May 25, 2024

Western wildfires spread through California and Arizona as drought furthers extreme fire conditions

According to the National Interagency Fire Center, 833,479 acres have burned across the US in 26,833 fires from January 1 until June 11, compared to the same time period last year when 658,069 acres were scorched in 20,731 fires.

California has already faced nearly twice the acreage burned this year compared to last year by last week, with 2,733 fires burning 12,540 from January 1, 2021 through June 6, 2021, compared to January 1, 2020 through June 6, 2020, when 6,353 acres were burned in 2,025 fires.

By Sunday, Cal Fire’s website showed that number had grown to 17,273 acres scorched in 3,151 incidents.

With temperatures across the west forecast to reach record highs, experts are warning that extreme fire danger will increase through the week.


A wildfire south of Flagstaff that quickly grew to 1,000 acres prompted evacuations Sunday in one subdivision, a tweet from Arizona State Forestry said Sunday.

The fire destroyed one building and threatened nearly a dozen others, according to Inciweb.

It sparked in Cornville, which is 57 miles south of Flagstaff and 100 miles north of Phoenix. The cause is still under investigation.

One outbuilding was destroyed in the blaze and several other structures were threatened, according to the tweet.

The Yavapai County Sheriff’s Office ordered the evacuations for the Mingus Panorama subdivision when the fire had scorched about 400 acres by the afternoon. It is unclear how many people or homes were ordered to evacuate.

Aviation and ground resources were ordered to respond to the scene, according to the tweet.

A wildfire in Cornville prompted evacuations and quickly grew to 1,000 acres after igniting Sunday.

The Arizona Department of Forestry and Fire Management warned of very high fire danger for the weekend as hot temperatures and dry thunderstorms were expected in the region

The department said in a news release Saturday that critical fire weather included the potential for “rapid fuel ignition and fire spread with very erratic and extreme fire behavior.”

The release said the state has already seen 208,190 acres burned in 848 wildfires this year compared to 138,443 acres burned in 902 wildfires over the same time period last year.

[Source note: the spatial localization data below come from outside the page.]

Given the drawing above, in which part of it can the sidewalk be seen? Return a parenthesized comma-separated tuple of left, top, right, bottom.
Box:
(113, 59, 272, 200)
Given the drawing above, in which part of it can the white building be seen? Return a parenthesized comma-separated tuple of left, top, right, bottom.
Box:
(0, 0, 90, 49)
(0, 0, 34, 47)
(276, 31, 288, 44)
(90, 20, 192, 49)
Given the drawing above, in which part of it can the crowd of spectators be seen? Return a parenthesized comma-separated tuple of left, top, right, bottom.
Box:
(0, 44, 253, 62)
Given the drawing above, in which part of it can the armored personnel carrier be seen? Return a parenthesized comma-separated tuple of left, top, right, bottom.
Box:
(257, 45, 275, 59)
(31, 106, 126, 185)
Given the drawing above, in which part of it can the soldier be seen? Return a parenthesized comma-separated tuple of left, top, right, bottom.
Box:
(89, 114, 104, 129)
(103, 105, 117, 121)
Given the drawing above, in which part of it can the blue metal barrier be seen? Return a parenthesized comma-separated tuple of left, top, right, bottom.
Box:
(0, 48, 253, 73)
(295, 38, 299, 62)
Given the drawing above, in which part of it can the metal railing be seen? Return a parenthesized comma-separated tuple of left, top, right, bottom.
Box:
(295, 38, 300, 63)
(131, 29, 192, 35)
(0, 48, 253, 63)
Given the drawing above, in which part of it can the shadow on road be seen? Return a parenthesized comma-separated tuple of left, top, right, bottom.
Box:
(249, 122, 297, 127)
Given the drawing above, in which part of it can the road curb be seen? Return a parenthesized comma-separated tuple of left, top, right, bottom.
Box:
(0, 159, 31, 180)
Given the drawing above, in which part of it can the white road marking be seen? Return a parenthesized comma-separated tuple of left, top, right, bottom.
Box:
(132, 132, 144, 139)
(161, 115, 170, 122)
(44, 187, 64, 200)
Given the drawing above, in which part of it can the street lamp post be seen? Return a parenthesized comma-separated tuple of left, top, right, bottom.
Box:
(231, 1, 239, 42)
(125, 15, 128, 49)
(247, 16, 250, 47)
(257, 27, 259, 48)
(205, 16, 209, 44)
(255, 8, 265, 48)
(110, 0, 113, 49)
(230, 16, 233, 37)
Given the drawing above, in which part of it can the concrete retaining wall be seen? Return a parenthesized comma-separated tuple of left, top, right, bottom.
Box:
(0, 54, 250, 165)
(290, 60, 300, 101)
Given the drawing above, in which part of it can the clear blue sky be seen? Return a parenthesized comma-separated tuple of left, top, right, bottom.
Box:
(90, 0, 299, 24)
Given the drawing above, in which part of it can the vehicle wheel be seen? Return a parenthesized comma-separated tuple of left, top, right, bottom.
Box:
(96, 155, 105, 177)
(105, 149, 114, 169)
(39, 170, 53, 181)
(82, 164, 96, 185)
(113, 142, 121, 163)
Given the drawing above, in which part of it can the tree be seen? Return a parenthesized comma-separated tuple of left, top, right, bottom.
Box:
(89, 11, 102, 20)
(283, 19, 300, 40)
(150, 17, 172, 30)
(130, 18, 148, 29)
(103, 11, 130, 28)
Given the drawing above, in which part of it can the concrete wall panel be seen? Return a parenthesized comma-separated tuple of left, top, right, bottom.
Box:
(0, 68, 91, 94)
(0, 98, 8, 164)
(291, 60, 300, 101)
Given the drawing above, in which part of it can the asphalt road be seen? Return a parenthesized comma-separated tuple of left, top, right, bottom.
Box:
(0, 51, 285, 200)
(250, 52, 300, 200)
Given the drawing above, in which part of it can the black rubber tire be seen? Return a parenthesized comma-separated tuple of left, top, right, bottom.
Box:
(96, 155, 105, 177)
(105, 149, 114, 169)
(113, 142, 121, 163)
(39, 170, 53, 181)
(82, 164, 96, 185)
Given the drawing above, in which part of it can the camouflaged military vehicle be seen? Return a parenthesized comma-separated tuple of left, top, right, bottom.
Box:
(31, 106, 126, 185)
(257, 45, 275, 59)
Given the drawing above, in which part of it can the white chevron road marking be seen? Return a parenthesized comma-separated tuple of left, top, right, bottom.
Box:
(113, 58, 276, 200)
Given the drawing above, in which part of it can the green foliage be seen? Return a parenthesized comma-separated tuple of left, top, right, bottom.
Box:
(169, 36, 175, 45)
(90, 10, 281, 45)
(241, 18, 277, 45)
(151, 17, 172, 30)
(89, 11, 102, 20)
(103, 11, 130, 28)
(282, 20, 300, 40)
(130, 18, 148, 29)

“We cannot stress enough to the public the critical situation we are faced with. Firefighters are already challenged and any ignition starting within this drought-stricken fuel bed combined with our incoming critical fire weather could produce large, fast-moving and very active wildfires,” DFFM Fire Management Officer John Truett said in the release. “Take personal responsibility, follow fire restrictions, and do your part with prevention efforts.”

Arizona has already seen two massive fires – the Telegraph and Mescal Fires – burn more than 160,000 acres, according to Inciweb.


Three new fires sparked in California Sunday, according to Cal Fire – including the Flats Fire in San Bernardino County that grew to 400 acres in a few hours.
Two homes were destroyed, three homes and three outbuildings suffered damage, and one firefighter was injured, a fire update on Inciweb said.

Mandatory evacuations were ordered for the Pinyon Crest neighborhood near the Santa Rosa Mountains, which is about 130 miles southeast of Los Angeles.

The fire jumped highway 74 and moved northeast, according to a tweet from San Bernardino National Forest.

At least 400 personnel responded to the fire, which started around 11:15 a.m. local time. The fire is 10% contained and the cause is still unknown.

In another fire incident, evacuation orders were lifted for the the Goose fire in Amador County, east of Sacramento after the blaze charred about 60 acres, Cal Fire’s website shows. Firefighters reached 30% containment on the fire after it started Sunday afternoon
About 85 miles northwest, another fire popped up in Yuba City, according to Cal Fire.

The Beale Fire has burned 150 acres and is 20% contained, the agency website shows. No cause has been determined.

Heat wave could bring record highs

The cities of Phoenix and Las Vegas could break their all time June warm temperature records, according to CNN Meteorologist Michael Guy.

Las Vegas and other cities could break their all time heat records Guy explained, adding that “this could be the week Las Vegas is the warmest ever recorded.”

“The grip of the heat wave settled in last week also and this week it is getting even hotter across the west and southwest.”
A new fire has started every day in Utah since May 17. Hot, dry conditions mean more could spark soon

Guy says Arizona could all see its all time records broken this week, with Phoenix forecast to have the next 7 days 11 to 13 degrees Fahrenheit above normal each day this week, hitting an estimated 117 to 118 degrees.

From Tuesday through Saturday some locations could see temperature hit as high as 120 degrees. The hottest temperature ever recorded for Phoenix in June is 122 in 1990, according to Guy.

As the heat hits its peak on Thursday for most of the region, more than 250 heat records could be tied through Friday across the West, he said.

Such high heat, coupled with drought will only elevate the risk of wildfires by the end of the week.

According to US Drought Monitor, the drought got worse in the west through the period of June 8th, increasing from 87% to 89%.